As an added bonus, there’s a great story behind one of these banana leaf wrapped goodies called banh chung.
And for all you attention-deficit, Play Station wielding,Ritalin eating readers out there, I’ll break it down for you Romeo and Juliet style.
There once was a Vietnamese king. (For you history nerds, it was the Emperior Hung the 6th, c. 1712-1632 BCE which seems like an unbelievably long time ago, but hey! everyone knows that Wikipedia does NOT lie. Hear that kids?)
One spring, after he was good and old, having squashed a rival king, he decided it was time to head to Florida and go into retirement. But which of his 18 sons should get the throne?
Being obviously very agile-minded in his old age, he set out a food challenge. (Infringement alert: I think Top Chef ripped off Emperor Hung!)
Whichever prince was able to find the dish that was both delicious and meaningful would inherit the throne. The princes set out to countries far and wide to find this dish. (Infringement alert: I think Amazing Race ripped off Emperor Hung!)
Unfortunately, the youngest prince, Tiet Lieu, who lost his mother at an early age, did not have the means to travel.
But one night, he had an awesome dream. The dream fairy told him that there was nothing more valuable to the people than rice. The fairy then instructed him to make two cakes, one square and one round and long, representing Heaven and Earth.

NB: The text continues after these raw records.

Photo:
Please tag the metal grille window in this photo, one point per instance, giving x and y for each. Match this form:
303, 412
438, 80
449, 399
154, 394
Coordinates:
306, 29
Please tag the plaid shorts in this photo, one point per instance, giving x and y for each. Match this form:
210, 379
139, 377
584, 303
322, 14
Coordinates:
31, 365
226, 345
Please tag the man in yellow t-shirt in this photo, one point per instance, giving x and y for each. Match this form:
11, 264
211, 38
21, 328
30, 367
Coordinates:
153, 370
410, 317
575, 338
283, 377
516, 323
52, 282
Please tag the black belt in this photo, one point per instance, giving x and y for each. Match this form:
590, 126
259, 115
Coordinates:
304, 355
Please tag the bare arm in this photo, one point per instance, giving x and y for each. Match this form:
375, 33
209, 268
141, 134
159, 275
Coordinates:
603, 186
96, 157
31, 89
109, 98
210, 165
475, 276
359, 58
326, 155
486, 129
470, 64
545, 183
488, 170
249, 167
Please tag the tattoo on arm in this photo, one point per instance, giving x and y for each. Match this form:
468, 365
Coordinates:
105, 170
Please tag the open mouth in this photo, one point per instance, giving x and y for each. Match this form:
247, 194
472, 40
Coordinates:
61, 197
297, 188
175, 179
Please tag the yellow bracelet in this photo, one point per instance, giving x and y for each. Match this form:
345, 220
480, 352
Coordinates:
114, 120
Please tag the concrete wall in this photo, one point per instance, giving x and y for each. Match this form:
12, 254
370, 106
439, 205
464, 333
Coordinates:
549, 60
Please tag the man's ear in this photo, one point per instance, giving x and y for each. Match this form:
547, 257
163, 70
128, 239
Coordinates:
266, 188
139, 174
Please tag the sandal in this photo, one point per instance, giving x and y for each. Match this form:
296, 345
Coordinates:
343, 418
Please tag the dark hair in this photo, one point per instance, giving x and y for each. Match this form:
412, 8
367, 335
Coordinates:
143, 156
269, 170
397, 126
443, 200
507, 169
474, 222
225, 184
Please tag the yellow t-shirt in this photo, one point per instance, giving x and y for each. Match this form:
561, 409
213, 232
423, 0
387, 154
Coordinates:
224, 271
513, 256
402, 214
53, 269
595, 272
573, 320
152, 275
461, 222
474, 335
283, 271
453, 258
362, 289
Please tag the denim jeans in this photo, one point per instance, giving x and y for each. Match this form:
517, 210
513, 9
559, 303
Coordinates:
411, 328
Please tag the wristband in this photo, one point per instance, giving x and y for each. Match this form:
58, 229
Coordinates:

The fairy (who was obviously a foodie) said to add a filling to the cakes and wrap them in banana leaves to signify parents lovingly taking care of children. (OK, that part’s a stretch, but it was from a FAIRY. And everyone knows that fairies do NOT lie).
On the appointed day, all the princes came in with amazing foods from across the land. When the Emperor got to Tiet Lieu’s humble cakes, at first he didn’t know what to make of them. But once he heard the story of the dream and tasted the cakes, he gave the throne to Tiet Lieu.
So, kids. I guess the lesson is: Don’t work too hard. Wait for the dream fairy to work out all your problems. Enjoy the sweet, sweet throne.
Didn’t like that (true) story? Fine. Here are the details for you serious, story-squashing types…
Banh chung is green and square (usually made in a wood mold), which Asians traditionally relate to the earth. It’s primarily eaten during Vietnamese New Year (in the spring), but now you can find it year-round and they average around VND 20,000 (~USD 1) for each half kilo cake. (If given as a gift, they are usually given in pairs, never singly). Banana-leaf wrapped banh chung make for a decent, albeit heavy, breakfast food, paired with something sour to cut through all that rice, like kim chee or the more traditional Vietnamese pickled white radishes and maybe a dash of soy sauce.
Ingredients are simple: glutinous rice wrapped around a filling of boiled mung beans, simple seasoning and pork belly (with all the yummy fatty bits).
Line the pot of boiling water with extra banana leaves and boil the cakes for 10-12 hours. The cakes are then pressed for another few hours to drain and to maintain their square shape.
Can’t get enough of this humble dish with a history? Well, you missed your chance! According to the Guinness Book of World Records, in 2002, the small northern town of Uoc Le, famous for its banh chung, made a 1.4 ton sticky rice cake, comprised of 330kgs of glutinous rice, 100kgs of mung beans and 1,500 banana leaves. It took 50 people to make and was cooked in a 2 meter high aluminum pot for 72 hours.
What about you? Any foods you love with a special history?